No Big Bang? Quantum equation predicts universe has no beginning

A novel model that employs quantum correction terms to extend Einstein's theory of general relativity suggests that the universe may have lived forever. The model might simultaneously address several issues by taking into consideration dark matter and dark energy.

According to general relativity, the universe is 13.8 billion years old, which is the generally accepted age. All of existence is believed to have originated in a single, singularity-like point that was infinitely dense.
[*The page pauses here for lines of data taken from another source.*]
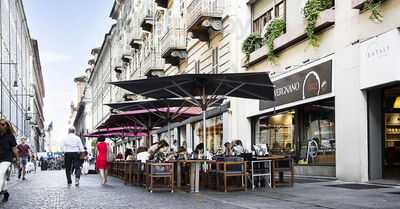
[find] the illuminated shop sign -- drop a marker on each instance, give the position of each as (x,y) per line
(309,83)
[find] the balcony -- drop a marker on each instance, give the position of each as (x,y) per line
(162,3)
(173,46)
(292,37)
(205,16)
(153,65)
(147,22)
(358,4)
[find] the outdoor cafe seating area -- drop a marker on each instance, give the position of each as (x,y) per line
(176,98)
(222,173)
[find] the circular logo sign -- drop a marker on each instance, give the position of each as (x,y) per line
(311,85)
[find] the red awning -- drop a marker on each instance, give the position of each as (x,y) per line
(115,134)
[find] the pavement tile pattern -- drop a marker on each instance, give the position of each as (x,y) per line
(48,190)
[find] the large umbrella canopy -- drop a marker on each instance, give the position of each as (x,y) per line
(149,118)
(175,103)
(207,87)
(244,85)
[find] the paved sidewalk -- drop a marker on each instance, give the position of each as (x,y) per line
(48,189)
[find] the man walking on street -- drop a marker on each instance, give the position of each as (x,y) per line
(24,152)
(72,147)
(8,147)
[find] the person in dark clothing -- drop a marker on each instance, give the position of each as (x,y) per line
(25,153)
(8,147)
(72,147)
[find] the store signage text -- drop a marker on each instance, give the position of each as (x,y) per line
(288,89)
(379,60)
(308,83)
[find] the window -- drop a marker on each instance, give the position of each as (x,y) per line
(259,23)
(278,10)
(317,143)
(197,67)
(215,60)
(306,132)
(214,133)
(277,132)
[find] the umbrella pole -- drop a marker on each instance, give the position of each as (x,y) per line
(169,134)
(204,133)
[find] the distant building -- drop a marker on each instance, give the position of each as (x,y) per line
(22,89)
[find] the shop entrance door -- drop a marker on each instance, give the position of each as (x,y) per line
(391,146)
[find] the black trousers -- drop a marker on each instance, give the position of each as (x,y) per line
(72,162)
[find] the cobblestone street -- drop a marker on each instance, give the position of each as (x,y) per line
(48,189)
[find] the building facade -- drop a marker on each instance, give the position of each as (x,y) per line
(337,96)
(22,85)
(334,111)
(36,115)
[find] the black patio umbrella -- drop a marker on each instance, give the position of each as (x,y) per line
(203,89)
(179,106)
(149,119)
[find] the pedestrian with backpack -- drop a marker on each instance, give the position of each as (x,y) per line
(104,157)
(8,147)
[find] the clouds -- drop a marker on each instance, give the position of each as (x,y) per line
(49,57)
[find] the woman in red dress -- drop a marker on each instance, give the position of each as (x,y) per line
(101,160)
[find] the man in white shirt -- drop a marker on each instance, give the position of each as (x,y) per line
(72,147)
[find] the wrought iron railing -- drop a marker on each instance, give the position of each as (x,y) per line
(152,61)
(173,39)
(203,8)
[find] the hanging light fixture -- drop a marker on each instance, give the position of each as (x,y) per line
(396,104)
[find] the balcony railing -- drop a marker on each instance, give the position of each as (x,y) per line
(146,20)
(135,38)
(173,40)
(153,63)
(200,10)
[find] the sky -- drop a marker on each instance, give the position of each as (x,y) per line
(66,31)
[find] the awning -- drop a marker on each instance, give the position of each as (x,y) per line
(149,118)
(244,85)
(208,87)
(156,104)
(115,134)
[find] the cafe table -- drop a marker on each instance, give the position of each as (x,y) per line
(194,173)
(273,170)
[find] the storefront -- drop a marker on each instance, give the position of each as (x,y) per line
(380,78)
(301,122)
(214,133)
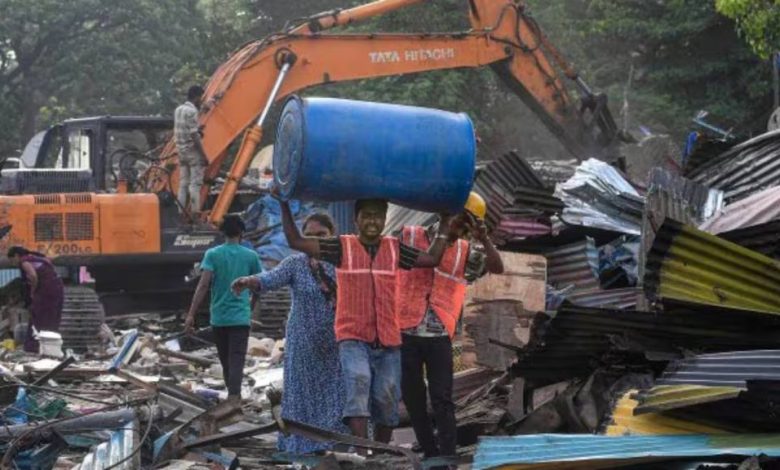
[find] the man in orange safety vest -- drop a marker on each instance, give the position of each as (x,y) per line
(431,306)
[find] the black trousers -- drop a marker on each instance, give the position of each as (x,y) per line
(231,347)
(436,355)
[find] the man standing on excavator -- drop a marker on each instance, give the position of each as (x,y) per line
(367,328)
(192,156)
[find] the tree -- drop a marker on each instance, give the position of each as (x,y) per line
(87,56)
(757,20)
(685,57)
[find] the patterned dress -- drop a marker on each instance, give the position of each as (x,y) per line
(313,392)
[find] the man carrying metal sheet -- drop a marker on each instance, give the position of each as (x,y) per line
(431,306)
(367,327)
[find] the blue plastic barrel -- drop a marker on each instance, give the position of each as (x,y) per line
(335,150)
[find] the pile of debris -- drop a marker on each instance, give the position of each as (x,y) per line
(657,341)
(153,400)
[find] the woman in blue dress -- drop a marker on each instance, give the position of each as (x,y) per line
(313,392)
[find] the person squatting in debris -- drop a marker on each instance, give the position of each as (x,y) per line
(431,307)
(192,156)
(367,330)
(311,361)
(44,293)
(230,315)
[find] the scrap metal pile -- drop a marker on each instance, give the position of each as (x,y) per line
(660,340)
(151,403)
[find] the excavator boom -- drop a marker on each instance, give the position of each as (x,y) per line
(503,36)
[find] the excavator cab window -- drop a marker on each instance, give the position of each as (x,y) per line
(80,145)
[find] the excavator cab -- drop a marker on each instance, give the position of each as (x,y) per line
(90,154)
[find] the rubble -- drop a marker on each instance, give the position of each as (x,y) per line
(636,320)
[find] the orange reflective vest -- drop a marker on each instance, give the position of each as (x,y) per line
(443,288)
(367,300)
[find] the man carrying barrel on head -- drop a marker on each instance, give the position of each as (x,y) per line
(367,327)
(431,306)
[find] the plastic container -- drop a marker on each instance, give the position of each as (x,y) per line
(337,150)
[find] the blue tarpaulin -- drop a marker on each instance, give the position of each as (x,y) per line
(558,450)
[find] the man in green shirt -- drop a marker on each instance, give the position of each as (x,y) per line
(230,314)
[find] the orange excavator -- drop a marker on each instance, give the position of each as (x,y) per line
(133,241)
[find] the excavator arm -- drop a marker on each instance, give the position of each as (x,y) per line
(503,36)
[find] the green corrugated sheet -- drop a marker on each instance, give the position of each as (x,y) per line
(694,266)
(670,397)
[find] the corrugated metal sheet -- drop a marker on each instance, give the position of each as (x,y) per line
(744,169)
(688,264)
(670,397)
(399,216)
(698,200)
(599,196)
(562,451)
(732,369)
(554,171)
(575,264)
(759,208)
(764,238)
(577,340)
(677,198)
(624,422)
(511,229)
(623,298)
(116,449)
(515,196)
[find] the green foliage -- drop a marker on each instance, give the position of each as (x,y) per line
(757,20)
(686,57)
(88,57)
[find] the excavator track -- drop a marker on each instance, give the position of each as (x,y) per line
(82,315)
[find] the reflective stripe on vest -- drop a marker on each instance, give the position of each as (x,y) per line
(367,301)
(443,288)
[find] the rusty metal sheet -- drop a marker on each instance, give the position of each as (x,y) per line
(757,209)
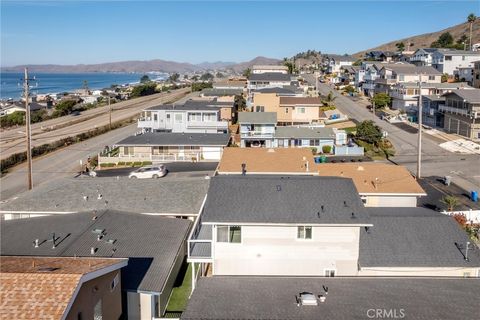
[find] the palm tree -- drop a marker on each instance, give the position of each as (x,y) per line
(471,19)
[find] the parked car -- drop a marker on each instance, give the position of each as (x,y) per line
(150,172)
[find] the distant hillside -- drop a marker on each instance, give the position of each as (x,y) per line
(142,66)
(425,40)
(239,67)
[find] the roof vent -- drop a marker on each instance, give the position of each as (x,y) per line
(307,299)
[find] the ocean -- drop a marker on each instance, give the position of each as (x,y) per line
(11,85)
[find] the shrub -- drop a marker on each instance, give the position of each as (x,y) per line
(327,149)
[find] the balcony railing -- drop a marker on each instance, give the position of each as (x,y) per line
(460,111)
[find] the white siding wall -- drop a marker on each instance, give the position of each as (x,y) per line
(275,250)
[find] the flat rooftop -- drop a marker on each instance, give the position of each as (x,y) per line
(262,160)
(374,178)
(348,298)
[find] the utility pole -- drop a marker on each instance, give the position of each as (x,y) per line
(420,107)
(110,112)
(28,130)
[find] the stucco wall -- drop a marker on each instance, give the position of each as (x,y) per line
(94,290)
(275,250)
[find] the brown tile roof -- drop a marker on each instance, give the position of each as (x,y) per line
(263,160)
(300,101)
(42,287)
(375,178)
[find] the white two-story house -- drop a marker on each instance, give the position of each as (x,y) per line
(183,119)
(447,61)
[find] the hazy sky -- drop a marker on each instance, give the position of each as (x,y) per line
(73,32)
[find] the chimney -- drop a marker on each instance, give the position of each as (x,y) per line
(244,169)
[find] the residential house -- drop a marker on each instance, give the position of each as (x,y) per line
(447,61)
(267,80)
(298,110)
(60,288)
(257,129)
(431,116)
(258,69)
(192,118)
(385,56)
(291,161)
(378,184)
(312,298)
(160,147)
(400,73)
(405,94)
(271,225)
(335,62)
(423,56)
(461,113)
(476,74)
(464,74)
(316,138)
(154,246)
(181,197)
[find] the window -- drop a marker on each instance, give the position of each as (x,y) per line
(128,150)
(304,232)
(329,272)
(230,234)
(97,311)
(114,283)
(178,117)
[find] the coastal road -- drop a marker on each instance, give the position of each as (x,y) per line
(13,141)
(436,161)
(63,162)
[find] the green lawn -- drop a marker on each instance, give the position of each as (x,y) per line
(178,300)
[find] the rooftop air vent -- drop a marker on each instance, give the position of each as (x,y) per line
(307,299)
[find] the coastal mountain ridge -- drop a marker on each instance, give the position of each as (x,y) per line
(143,66)
(425,40)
The universe didn't actually start until this point started to expand in a "Big Bang".

Although the equations of general relativity directly and ineluctably lead to the Big Bang singularity, some scientists find this to be problematic because the math can only explain what occurred immediately after the singularity—not at or before it.

Because the laws of physics seem to be violated there, Ahmed Farag Ali of Benha University and the Zewail City of Science and Technology in Egypt told that the Big Bang singularity is the most significant issue with general relativity.

In an article that was recently published in Physics Letters B, Ali and coauthor Saurya Das from the University of Lethbridge in Alberta, Canada, demonstrated how their novel theory—in which the cosmos has no origin and no end—can resolve the Big Bang singularity.

Old Ideas Revisited

The physicists stress that they do not arbitrarily apply their quantum correction terms to try to particularly get rid of the Big Bang singularity. Their work is based on concepts put out by David Bohm, a theoretical physicist also noted for his contributions to physics philosophy. Beginning in the 1950s, Bohm investigated using quantum trajectories in place of conventional geodesics (the shortest route between two locations on a curved surface).

In their study, physicists Ali and Das Das applied these Bohmian trajectories to an equation created at Presidency University in Kolkata, India, in the 1950s by physicist Amal Kumar Raychaudhuri. When Das attended that university as an undergraduate student in the 1990s, Raychaudhuri was also his professor.

The quantum-corrected Friedmann equations, which describe the expansion and evolution of the universe (including the Big Bang) within the setting of general relativity, were developed by Ali and Das using the quantum-corrected Raychaudhuri equation. The model incorporates aspects of both quantum theory and general relativity, despite not being a true theory of quantum gravity. In addition, Ali and Das anticipate that their findings will hold true whether or not a complete theory of quantum gravity is developed.

No Singularities Nor Dark Stuff

The new model does not predict a "big crunch" singularity in addition to not forecasting a huge Bang singularity. According to general relativity, the cosmos might begin to contract before collapsing massively in on itself to form an impossibly dense point once more.

In their study, Ali and Das describe how a crucial distinction between Bohmian trajectories and classical geodesics allows their model to avoid singularities. Singularities are the places where classical geodesics finally converge and cross each other. Singularities do not arise in the equations because Bohmian trajectories do not intersect one another.

The researchers clarify that the quantum corrections can be viewed as a radiation term and a cosmological constant term (without the necessity for dark energy). These conditions maintain the universe's limited size, giving it an infinite age. Additionally, the terms provide predictions that nearly match the cosmological constant and cosmic density as observed today.

New Gravity Particle

The model states that there is a quantum fluid at the center of the universe. Theoretical massless particles called gravitons, which mediate the gravitational force, are thought to make up this fluid, according to the scientists. The existence of gravitons is regarded to be crucial to a quantum gravity theory.

Further support for this model has been provided in a companion study by Das and another colleague, Rajat Bhaduri of McMaster University in Canada. They demonstrate that gravitons can create the Bose-Einstein condensate, which bears the names of both Einstein and Satyendranath Bose, a physicist from India.

The physicists intend to conduct a more thorough analysis of their concept in the future since it has the potential to explain dark matter and dark energy as well as the singularity that results from the Big Bang. Small inhomogeneous and anisotropic perturbations will be taken into consideration when they perform their analysis in the future, but they do not anticipate that these perturbations will have a large impact on the outcomes.

It is gratifying to see that such simple fixes have the ability to address so many problems at once, Das added.